Hugh, brought to the islands by his father as a teenager, tries to raise a family on St Martins, drawn by the beauty of the islands and a taste for self reliance and freedom, but when his wife returns to the mainland, taking their young son with her, Hugh feels abandoned, betrayed, leaving him bitter and isolated.

Gradually throughout the book the lives of these 3 people become intertwined and when, on a school trip to the mainland, a young girl disappears, all three are drawn into the mystery and are each forced to face their own past and follow their heart and reason, making simple choices to resolve issues of identity and commitment.

As a visitor to these beautiful islands I feel the authors descriptions of the people, the places, the ever changing weather and scenery of the islands are so captivating that the reader can really imagine themselves here - whether they are personally familiar with the islands or not.

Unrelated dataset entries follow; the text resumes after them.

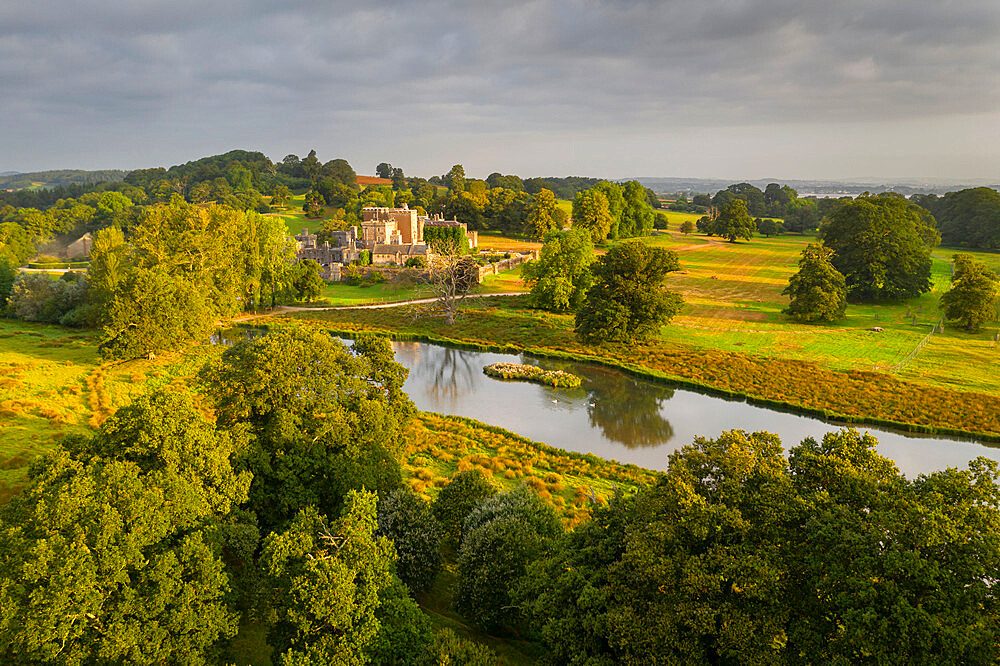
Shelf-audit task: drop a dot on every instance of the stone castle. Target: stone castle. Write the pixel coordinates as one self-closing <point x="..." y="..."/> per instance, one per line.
<point x="392" y="235"/>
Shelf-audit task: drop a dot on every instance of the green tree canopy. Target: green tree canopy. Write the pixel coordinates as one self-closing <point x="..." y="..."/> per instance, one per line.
<point x="972" y="299"/>
<point x="627" y="302"/>
<point x="502" y="535"/>
<point x="734" y="221"/>
<point x="561" y="276"/>
<point x="882" y="246"/>
<point x="817" y="292"/>
<point x="408" y="522"/>
<point x="306" y="282"/>
<point x="739" y="555"/>
<point x="968" y="218"/>
<point x="112" y="552"/>
<point x="326" y="420"/>
<point x="464" y="492"/>
<point x="592" y="212"/>
<point x="541" y="217"/>
<point x="326" y="581"/>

The author observes very well, as I & I’m sure many others have, the way different people respond to the islands and what the islands mean to them. To some they are a place of calm, peace and serenity - a place to find safety and security - a place of escape, but also of freedom. To others they are enclosing, somewhere they could begin to feel trapped, claustrophobic even - somewhere they are happy to come on holiday to enjoy the scenery, the wildlife and the beaches - but they are glad when its time to go home. These feelings are reflected well in the characters of the book.

The landscape and atmosphere of the Scillies are sensitively captured and the way the peace, the simplicity, serenity and beauty, the spirit of the islands, gives these characters the space and time to find themselves, and accept and make peace with who they are, is a feeling with which I am sure many can identify.